> I have to guarantee that when I send the
> command down the pipe and then the signal,
> this is all done atomically
I assume that by ``atomically'', you mean that every receipt of a signal indicates the availability of exactly one new command and that no signals can be lost.
First of all, you should be familair with signal handling in general. If you are not, you should read the sigaction(2) manual help page to begin with. Another question is what your children are doing while not serving commands of the parent. Because of the very limited things you can do within a signal handler (usually, you should not do more than set a flag), the way you handle requests will depend greatly upon this.
If they are not doing anything, you could simply call pause(), install a signal handler which does not restart interrupted system calls (sa_flags = 0 with sigaction()) and handle everything after pause() returns with errno = EINTR. Otherwise, you would have to integrate some kind of flag into your child's main loop which is checked on a regular basis and which is set by the signal handler.
> I would also like to use semaphores to guard
> this section of the code, I do not want to
> travel the disabling interrupts route or busy waiting.

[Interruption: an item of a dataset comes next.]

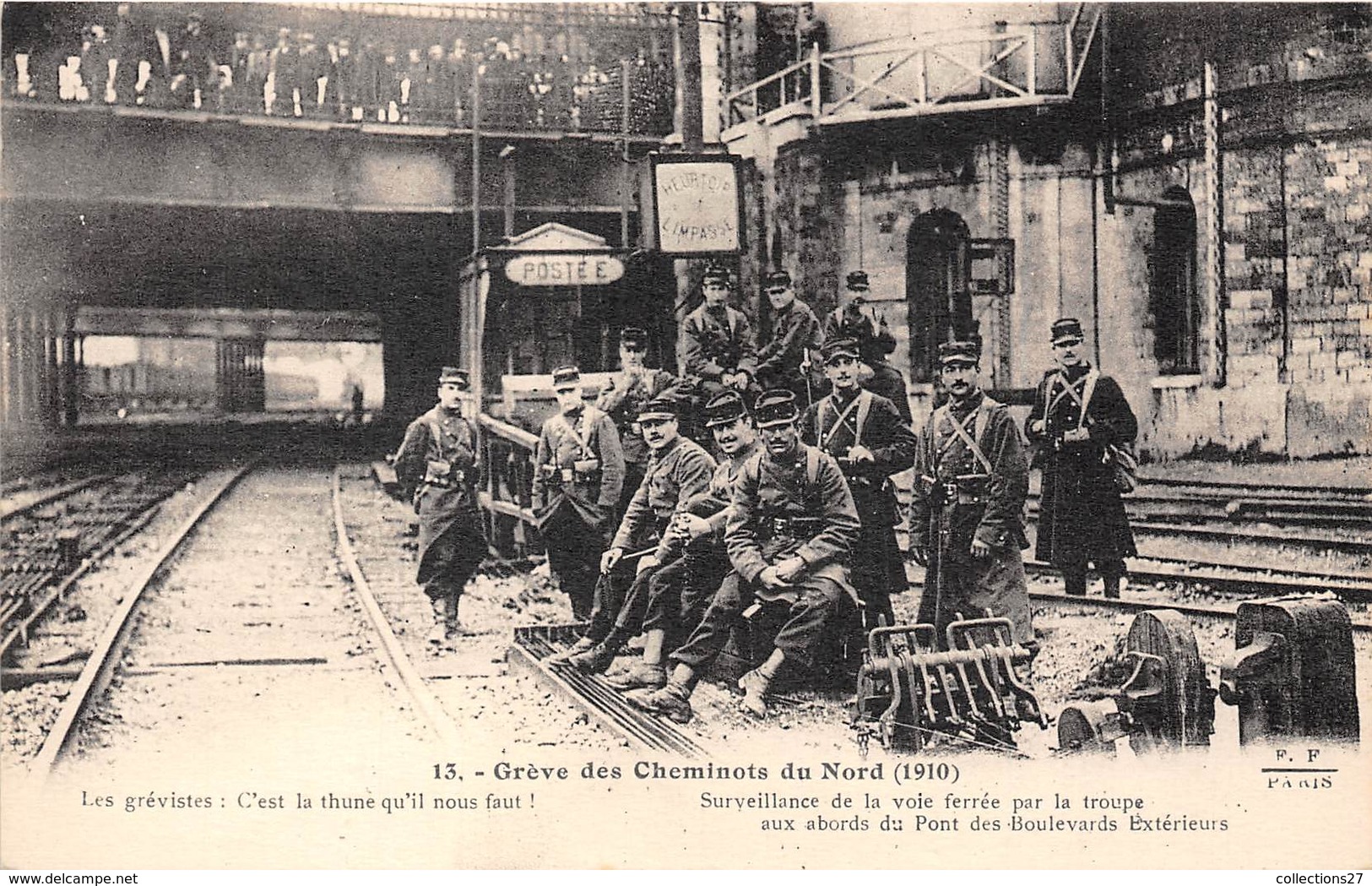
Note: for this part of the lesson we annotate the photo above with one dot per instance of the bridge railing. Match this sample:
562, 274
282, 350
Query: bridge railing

The signal being handled can be blocked while your signal handler is executing, but this could lead to signal loss if the parent sends more than one signal before the child gets to handle it. If your target operating system(s) support(s) the POSIX realtime extension function sigqueue(), you could use that instead of bothering with semaphores to avoid loss (alas, the various BSD's do not have this function, Linux and UNIX(R) branded systems do, however).
Of course write()'s of less than 512 bytes blocks by the parent are guaranteed to take place atomically already, so you could equally well ignore lost signals and read all commands there are whenever you receive a signal.
> If this possible can someone point me to
> some sample code or resources for all
> tasks, creation of pipes and writing
> commands to it, signaling the process and
> using semaphores.
This page seems like a good overview:
http://www.cs.cf.ac.uk/Dave/C/CE.html
I also recommend the excellent book ``Advanced Programming in the UNIX Environment'' by Richard Stevens.